Ярченко всегда внушал прислуге и метрдотелям доверие своей щегольской одеждой и вежливым, но барским обхождением. Эмма Эдуардовна охотно закивала головой, точно старая, жирная цирковая лошадь.

– Можно, можно… Пройдите, господа, сюда, в гостиную. Можно, можно… Какого ликеру? У нас только бенедиктин. Так бенедиктину? Можно, можно… И барышням позволите войти?

– Если уж это так необходимо? – развел руками со вздохом Ярченко.

И тотчас же девушки одна за другой потянулись в маленькую гостиную с серой плюшевой мебелью и голубым фонарем. Они входили, протягивали всем поочередно непривычные к рукопожатиям, негнущиеся ладони, называли коротко, вполголоса, свое имя: Маня, Катя, Люба… Садились к кому-нибудь на колени, обнимали за шею и, по обыкновению, начинали клянчить:

– Студентик, вы такой красивенький… Можно мне спросить апельцынов?

– Володенька, купи мне конфет! Хорошо?

– А мне шоколаду.

– Толстенький! – ластилась одетая жокеем Вера к приват-доценту, карабкаясь к нему на колени, – у меня есть подруга одна, только она больная и не может выходить в залу. Я ей снесу яблок и шоколаду? Позволяешь?

– Ну уж это выдумки про подругу! А главное, не лезь ты ко мне со своими нежностями. Сиди, как сидят умные дети, вот здесь, рядышком на кресле, вот так. И ручки сложи!

– Ах, когда я не могу!.. – извивалась от кокетства Вера, закатывая глаза под верхние веки. – Когда вы такие симпатичные.

А Лихонин на это профессиональное попрошайничество только важно и добродушно кивал головой, точно Эмма Эдуардовна, и твердил, подражая ее немецкому акценту:

– Мощно, мощно, мощно…

– Так я скажу, дуся, лакею, чтобы он отнес моей подруге сладкого и яблок? – приставала Вера.

Такая навязчивость входила в круг их негласных обязанностей. Между девушками существовало даже какое-то вздорное, детское, странное соревнование в умении «высадить гостя из денег», – странное потому, что они не получали от этого никакого барыша, кроме разве некоторого благоволения экономки или одобрительного слова хозяйки.

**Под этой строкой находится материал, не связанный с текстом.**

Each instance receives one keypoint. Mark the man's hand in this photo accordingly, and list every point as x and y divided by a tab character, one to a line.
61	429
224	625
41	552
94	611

Но в их мелочной, однообразной, привычно-праздной жизни было вообще много полуребяческой, полуистерической игры.

Симеон принес кофейник, чашки, приземистую бутылку бенедиктина, фрукты и конфеты в стеклянных вазах и весело и легко захлопал пивными и винными пробками.

– А вы что же не пьете? – обратился Ярченко к репортеру Платонову. – Позвольте… Я не ошибаюсь? Сергей Иванович, кажется?

– Так.

– Позвольте предложить вам, Сергей Иванович, чашку кофе. Это освежает. Или, может быть, выпьем с вами вот этого сомнительного лафита?

– Нет, уж вы разрешите мне отказаться. У меня свой напиток… Симеон, дайте мне…

– Коньяку! – поспешно крикнула Нюра.